Later in the year, a Spanish Flu epidemic hits the planet and
runs until you are 20. Fifty million people die from it in those two years.
Yes, 50 million.
When you're
29, the Great Depression begins. Unemployment hits 25%, global GDP drops 27%.
That runs until you are 33. The country nearly collapses along with the world
economy. When you turn 39, World War II starts. You aren’t even over the hill
yet.
When you're
41, the United States is fully pulled into WWII. Between your 39th and 45th
birthday, 75 million people perish in the war and the Holocaust kills six
million.
At 52, the Korean War starts, and five million perish.
Approaching
your 62nd birthday you have the Cuban Missile Crisis, a tipping point in the
Cold War. Life on our planet, as we know it, could well have ended. Great
leaders prevented that from happening.
At 64 the
Vietnam War begins, and it doesn’t end for many years. Four million people die
in that conflict.
As you turn
75, the Vietnam War finally ends. Think of everyone on the planet born in 1900.

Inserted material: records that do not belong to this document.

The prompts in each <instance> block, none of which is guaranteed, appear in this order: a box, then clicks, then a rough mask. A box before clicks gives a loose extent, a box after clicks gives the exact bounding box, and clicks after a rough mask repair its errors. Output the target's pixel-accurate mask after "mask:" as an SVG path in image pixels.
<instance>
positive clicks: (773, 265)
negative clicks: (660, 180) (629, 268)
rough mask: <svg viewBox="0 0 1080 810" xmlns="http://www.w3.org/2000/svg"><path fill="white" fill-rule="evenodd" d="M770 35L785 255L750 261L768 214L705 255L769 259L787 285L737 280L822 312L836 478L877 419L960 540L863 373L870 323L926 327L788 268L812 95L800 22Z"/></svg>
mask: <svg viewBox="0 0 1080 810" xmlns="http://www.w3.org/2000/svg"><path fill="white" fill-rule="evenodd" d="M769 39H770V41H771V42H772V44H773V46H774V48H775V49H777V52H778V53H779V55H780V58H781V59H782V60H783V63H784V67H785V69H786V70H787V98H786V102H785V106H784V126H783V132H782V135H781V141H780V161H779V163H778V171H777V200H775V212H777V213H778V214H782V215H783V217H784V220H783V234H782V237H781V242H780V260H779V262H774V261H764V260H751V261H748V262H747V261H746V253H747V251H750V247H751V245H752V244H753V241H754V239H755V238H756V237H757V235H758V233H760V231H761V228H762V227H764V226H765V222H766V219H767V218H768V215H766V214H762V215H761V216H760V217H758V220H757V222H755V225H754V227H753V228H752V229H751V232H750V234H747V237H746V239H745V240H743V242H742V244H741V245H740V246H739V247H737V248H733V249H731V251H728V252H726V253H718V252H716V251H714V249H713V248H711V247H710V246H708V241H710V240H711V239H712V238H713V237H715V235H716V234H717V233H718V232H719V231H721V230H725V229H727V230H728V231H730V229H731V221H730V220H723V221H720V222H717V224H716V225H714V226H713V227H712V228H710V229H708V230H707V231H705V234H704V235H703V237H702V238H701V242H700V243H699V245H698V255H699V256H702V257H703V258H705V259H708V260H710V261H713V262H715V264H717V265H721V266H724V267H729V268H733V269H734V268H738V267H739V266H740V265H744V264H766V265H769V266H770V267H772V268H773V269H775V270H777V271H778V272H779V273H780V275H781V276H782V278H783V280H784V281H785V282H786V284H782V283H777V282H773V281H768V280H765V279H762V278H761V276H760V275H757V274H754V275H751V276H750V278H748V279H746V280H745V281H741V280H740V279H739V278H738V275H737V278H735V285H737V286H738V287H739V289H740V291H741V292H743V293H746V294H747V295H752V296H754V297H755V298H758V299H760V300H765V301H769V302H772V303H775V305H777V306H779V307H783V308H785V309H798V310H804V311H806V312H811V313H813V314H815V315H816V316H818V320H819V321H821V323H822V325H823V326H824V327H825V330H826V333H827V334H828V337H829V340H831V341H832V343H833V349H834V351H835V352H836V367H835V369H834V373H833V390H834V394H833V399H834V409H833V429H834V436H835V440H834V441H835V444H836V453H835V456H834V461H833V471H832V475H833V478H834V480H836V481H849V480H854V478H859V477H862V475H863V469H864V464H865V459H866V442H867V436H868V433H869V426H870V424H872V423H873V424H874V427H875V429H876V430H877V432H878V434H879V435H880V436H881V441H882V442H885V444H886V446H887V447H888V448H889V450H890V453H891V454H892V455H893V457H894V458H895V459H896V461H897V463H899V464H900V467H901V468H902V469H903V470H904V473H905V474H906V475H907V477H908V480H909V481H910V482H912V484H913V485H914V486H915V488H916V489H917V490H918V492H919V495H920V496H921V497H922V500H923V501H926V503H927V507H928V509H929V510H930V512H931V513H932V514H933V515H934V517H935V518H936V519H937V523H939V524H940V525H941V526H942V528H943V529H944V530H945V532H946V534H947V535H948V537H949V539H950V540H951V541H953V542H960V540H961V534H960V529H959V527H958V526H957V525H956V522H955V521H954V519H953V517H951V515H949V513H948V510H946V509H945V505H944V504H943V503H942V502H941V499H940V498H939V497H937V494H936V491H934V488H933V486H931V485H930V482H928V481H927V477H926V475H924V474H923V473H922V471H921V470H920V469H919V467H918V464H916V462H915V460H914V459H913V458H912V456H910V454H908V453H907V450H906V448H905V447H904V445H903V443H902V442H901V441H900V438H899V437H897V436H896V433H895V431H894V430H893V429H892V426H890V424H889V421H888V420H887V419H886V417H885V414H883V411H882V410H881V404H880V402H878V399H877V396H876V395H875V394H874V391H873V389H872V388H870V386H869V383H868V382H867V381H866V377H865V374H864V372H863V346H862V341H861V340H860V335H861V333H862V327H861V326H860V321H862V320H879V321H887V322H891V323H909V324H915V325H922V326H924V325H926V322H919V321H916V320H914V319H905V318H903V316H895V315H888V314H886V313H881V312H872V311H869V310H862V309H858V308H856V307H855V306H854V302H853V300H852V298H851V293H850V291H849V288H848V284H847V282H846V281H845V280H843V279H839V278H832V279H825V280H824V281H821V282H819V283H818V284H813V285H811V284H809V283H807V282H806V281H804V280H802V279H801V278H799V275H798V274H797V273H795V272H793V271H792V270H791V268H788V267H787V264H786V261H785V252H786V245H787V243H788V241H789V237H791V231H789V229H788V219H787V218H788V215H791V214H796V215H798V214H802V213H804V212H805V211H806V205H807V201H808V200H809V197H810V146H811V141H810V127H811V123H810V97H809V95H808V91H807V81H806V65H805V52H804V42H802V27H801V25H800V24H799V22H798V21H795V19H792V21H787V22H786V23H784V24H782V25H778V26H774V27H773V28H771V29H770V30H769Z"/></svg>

How do you survive all of that? A kid in 1985 didn’t think their 85-year-old
grandparent understood how hard school was. Yet those grandparents (and now
great grandparents) survived through everything listed above.
Perspective
is an amazing art. Let’s try and keep things in perspective. Let’s be smart,
help each other out, and we will get through all of this. In the history of the
world, there has never been a storm that lasted. This too shall pass. - Author
Unknown
What was your reaction when you read this? Did you know any brave people who experienced and survived such a large section of the 20th century?
My grandparents were part of all above. I did not ask them enough questions.